When they had meetings early on to talk about how to structure the whole reform effort, there was no one at the table who had ever worked in the Newark schools.
The book ends on a semi-hopeful note, in part because you seem convinced that Facebook CEO Mark Zuckerberg actually learned something as a result of what happened in Newark. I’m curious about who you think didn’t learn anything.
I don’t think Chris Christie learned anything. In fact, I just saw a clip where Christie says that everything went very well in Newark and he made the claim that they’d "bought out the bad teachers." That never happened. He raised $20 million, mostly from his own donors, but under federal pension law, if you’re going to offer a buyout, you have to offer it to everyone in a particular job category. They ended up not spending that money; it’s still sitting there. Christie’s donors, like [Home Depot founder] Ken Langone and hedge funder Julian Robertson, have been saying publicly *we bought out the bad teachers.* But there haven’t been ANY buyouts of teachers in Newark. It isn’t allowed under federal law.
In a book filled with astonishing statements, I’m going to go ahead and pronounce that the single most astonishing utterance was uttered by Chris Cerf, née New Jersey Department of Education, née Amplify, now installed as the state-appointed superintendent of what’s left of the Newark Public Schools. (It’s on page 211 for readers who are following along at home.) For everyone else, I’m helpfully displaying Cerf’s quote here:
*You have no chance of giving these kids the lives they deserve if you don’t essentially override the local political infrastructure—no chance at all. I honestly don’t think there’s a logic-based counterargument to that…There’s no chance this political culture would have been able to rise above the question of who gets what. They had their chance.*
Two questions: when did Cerf say that, and do you think he regrets his choice of words?
Cerf said that very shortly before he came back to Newark to become superintendent. After he told me that, I actually sent the quote back to him and said "I just wanted to make sure that this is what you want to say." And he said "Oh yeah—that’s what I want to say."
Some people—say this gentleman—will probably argue that your book makes the case for charterizing entire districts like Newark. After all, there’s no need to worry about a plan for the kids left in smoldering district schools if all of the seats are high performing.

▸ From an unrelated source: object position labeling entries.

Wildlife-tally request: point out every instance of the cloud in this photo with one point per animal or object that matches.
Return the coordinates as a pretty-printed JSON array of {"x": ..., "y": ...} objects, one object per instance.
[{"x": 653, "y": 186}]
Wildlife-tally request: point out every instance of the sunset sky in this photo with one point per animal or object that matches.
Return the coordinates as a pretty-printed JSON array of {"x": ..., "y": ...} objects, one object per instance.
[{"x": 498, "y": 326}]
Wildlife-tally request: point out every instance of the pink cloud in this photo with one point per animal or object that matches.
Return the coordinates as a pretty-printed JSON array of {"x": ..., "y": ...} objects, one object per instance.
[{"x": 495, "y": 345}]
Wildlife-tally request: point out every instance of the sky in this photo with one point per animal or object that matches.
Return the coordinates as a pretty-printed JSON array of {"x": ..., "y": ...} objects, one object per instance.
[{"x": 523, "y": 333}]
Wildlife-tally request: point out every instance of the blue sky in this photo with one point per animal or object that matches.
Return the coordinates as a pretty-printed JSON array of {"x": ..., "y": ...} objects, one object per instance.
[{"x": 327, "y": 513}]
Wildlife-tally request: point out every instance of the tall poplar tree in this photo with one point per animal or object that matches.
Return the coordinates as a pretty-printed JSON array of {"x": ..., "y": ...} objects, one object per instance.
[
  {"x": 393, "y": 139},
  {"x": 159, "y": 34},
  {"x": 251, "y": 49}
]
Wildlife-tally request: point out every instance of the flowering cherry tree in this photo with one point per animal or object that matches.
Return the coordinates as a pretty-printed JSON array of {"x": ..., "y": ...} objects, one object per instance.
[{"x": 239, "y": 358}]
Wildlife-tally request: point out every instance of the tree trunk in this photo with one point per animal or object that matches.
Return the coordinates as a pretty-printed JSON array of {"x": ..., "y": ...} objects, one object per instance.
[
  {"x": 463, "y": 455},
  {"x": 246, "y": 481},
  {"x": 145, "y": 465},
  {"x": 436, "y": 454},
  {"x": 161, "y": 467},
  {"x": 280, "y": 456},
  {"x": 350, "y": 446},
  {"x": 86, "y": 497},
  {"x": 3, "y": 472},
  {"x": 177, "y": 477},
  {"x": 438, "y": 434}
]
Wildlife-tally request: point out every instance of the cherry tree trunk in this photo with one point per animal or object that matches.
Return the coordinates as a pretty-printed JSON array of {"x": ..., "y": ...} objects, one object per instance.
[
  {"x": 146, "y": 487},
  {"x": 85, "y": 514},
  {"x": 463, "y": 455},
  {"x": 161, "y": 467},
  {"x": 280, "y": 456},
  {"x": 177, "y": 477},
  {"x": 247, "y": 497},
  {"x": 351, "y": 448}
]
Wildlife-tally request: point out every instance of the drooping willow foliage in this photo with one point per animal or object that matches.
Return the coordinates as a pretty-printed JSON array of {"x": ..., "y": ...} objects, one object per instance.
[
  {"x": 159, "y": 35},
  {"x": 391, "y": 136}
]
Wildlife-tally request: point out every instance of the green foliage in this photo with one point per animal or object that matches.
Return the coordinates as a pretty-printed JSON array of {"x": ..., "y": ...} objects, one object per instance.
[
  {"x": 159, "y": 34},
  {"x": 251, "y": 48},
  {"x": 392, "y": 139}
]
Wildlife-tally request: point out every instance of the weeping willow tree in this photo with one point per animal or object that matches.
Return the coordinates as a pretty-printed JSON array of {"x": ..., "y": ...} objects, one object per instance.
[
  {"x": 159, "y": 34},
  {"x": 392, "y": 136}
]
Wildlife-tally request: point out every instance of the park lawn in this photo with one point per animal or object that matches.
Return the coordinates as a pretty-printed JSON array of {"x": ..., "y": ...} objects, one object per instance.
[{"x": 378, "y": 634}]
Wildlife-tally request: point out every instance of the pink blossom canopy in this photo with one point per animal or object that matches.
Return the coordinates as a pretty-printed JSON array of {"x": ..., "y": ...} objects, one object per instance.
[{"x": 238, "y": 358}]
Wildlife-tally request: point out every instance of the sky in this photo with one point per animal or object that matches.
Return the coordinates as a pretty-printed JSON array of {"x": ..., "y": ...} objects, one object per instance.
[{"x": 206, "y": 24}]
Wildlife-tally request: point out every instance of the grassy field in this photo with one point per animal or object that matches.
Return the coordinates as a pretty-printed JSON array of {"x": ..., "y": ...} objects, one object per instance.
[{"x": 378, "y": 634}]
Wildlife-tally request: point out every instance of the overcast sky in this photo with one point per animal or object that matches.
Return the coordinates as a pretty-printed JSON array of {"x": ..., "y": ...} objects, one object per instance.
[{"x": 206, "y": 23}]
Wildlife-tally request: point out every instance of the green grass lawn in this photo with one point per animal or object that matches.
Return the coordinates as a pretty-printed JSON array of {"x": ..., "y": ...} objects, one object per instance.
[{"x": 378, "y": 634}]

Just because a school is a charter doesn’t mean it’s a good school. And charter schools don’t have public governance, they have private governance. Since charters by definition aren’t good or bad—they’re only as good as their teachers and leaders—why not try to make the district more efficient so that you can have publicly governed schools and a publicly governed system responding to the needs of Newark kids and the concerns of the community? Then make sure those schools have the resources and have good staff and leaders. Everybody has to be involved in making that happen: the district, the union, the reformers, the anti-refomers. It needs to be a real enterprise. This is basically the challenge confronting every urban district: how do you get the resources to the classroom so that teachers in urban schools can reach the kids in ways that are really going to help them be ready to learn? I think we have to recognize how kids in our cities are living. In Newark for a lot of kids it’s as if they live in a war zone.